Get your Hugging Face [access token](https://huggingface.co/docs/hub/en/security-tokens), which will be used to download the Llama 3.1 model and tokenizer.

**NOTE:** The default configuration in the notebook runs on 8 x 80GB NVIDIA GPUs. However, you can potentially reduce the Tensor Parallel size (`TENSOR_PARALLEL_SIZE`) along with the Micro-Batchsize (`MICRO_BATCH_SIZE`) in the teacher fine-tuning and distillation scripts to accommodate lower resource availability.

## Create a Pruned and Distilled Model with NeMo Framework

For pruning and distilling the model, you will use the NeMo Framework, which is available as a [Docker container](https://catalog.ngc.nvidia.com/orgs/nvidia/containers/nemo). These notebooks has been tested on `nvcr.io/nvidia/nemo:25.04` container.

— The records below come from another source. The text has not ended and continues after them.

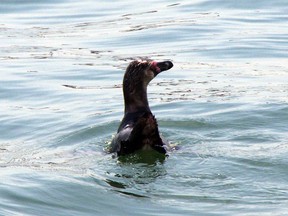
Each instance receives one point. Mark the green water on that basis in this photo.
(223, 104)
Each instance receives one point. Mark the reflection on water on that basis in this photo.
(224, 106)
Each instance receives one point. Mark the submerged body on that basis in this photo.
(139, 128)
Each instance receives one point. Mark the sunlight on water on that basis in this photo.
(223, 107)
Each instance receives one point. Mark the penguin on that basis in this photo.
(138, 128)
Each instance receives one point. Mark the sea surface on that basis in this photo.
(223, 106)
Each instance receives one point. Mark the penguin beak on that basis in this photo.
(158, 67)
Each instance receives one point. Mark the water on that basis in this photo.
(224, 104)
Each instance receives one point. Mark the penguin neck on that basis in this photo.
(136, 101)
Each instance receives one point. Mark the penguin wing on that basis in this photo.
(120, 137)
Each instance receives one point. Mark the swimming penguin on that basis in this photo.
(139, 128)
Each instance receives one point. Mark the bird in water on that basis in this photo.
(139, 129)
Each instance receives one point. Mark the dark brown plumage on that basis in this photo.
(139, 128)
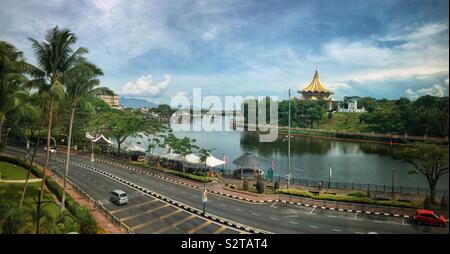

1. Run the container using the following command. You will mount your local directory to `/workspace` so the model and dataset will be stored in a persistent location. If you are using your own model and dataset, you can change the paths in the notebooks accordingly.

```bash
export FW_VERSION=25.04
```

```bash
docker run \
  --gpus all \
  --shm-size=16GB \
  --net=host \
  --ulimit memlock=-1 \
  --rm -it \
  -v ${PWD}:/workspace \
  -w /workspace \
  nvcr.io/nvidia/nemo:$FW_VERSION bash
```

2. From within the container, copy the notebooks to your local directory so changes remain persistent (only if running first time).

```bash
cp -r /opt/NeMo/tutorials/llm/llama/pruning-distillation/* /workspace
```

3. From within the container, login with your Hugging Face token to download the Llama 3.1 model and tokenizer (not required if you have already downloaded the model and tokenizer).

```bash
huggingface-cli login --token <YOUR_HF_ACCESS_TOKEN>
```

4. Start the Jupyter lab:

```bash
pip install --upgrade ipywidgets notebook
jupyter lab --ip 0.0.0.0 --port=8888 --allow-root
```

5. Then, navigate to this directory which contains a list of notebooks that cover all the steps to create a distilled 4B model.

This workflow is structured into four notebooks:
  1. [Prepare the model and dataset](./01_model_and_data_preparation.ipynb)
  2. [Fine-tune the teacher on the dataset](./02_teacher_finetuning.ipynb)
  3. [Prune the fine-tuned teacher model](./03_pruning.ipynb) to create a student via either depth-pruning or width-pruning
  4. [Distill knowledge from teacher into student](./04_distillation.ipynb)

> `NOTE:` We are exploring two methods to prune the fine-tuned teacher model: depth-pruning and width-pruning. Per the [tech report](https://arxiv.org/pdf/2408.11796), we can observe that width-pruning generally outperforms depth-pruning while depth pruned model is generally faster so users can choose to perform either depth-pruning or width-pruning or both methods simultaneously.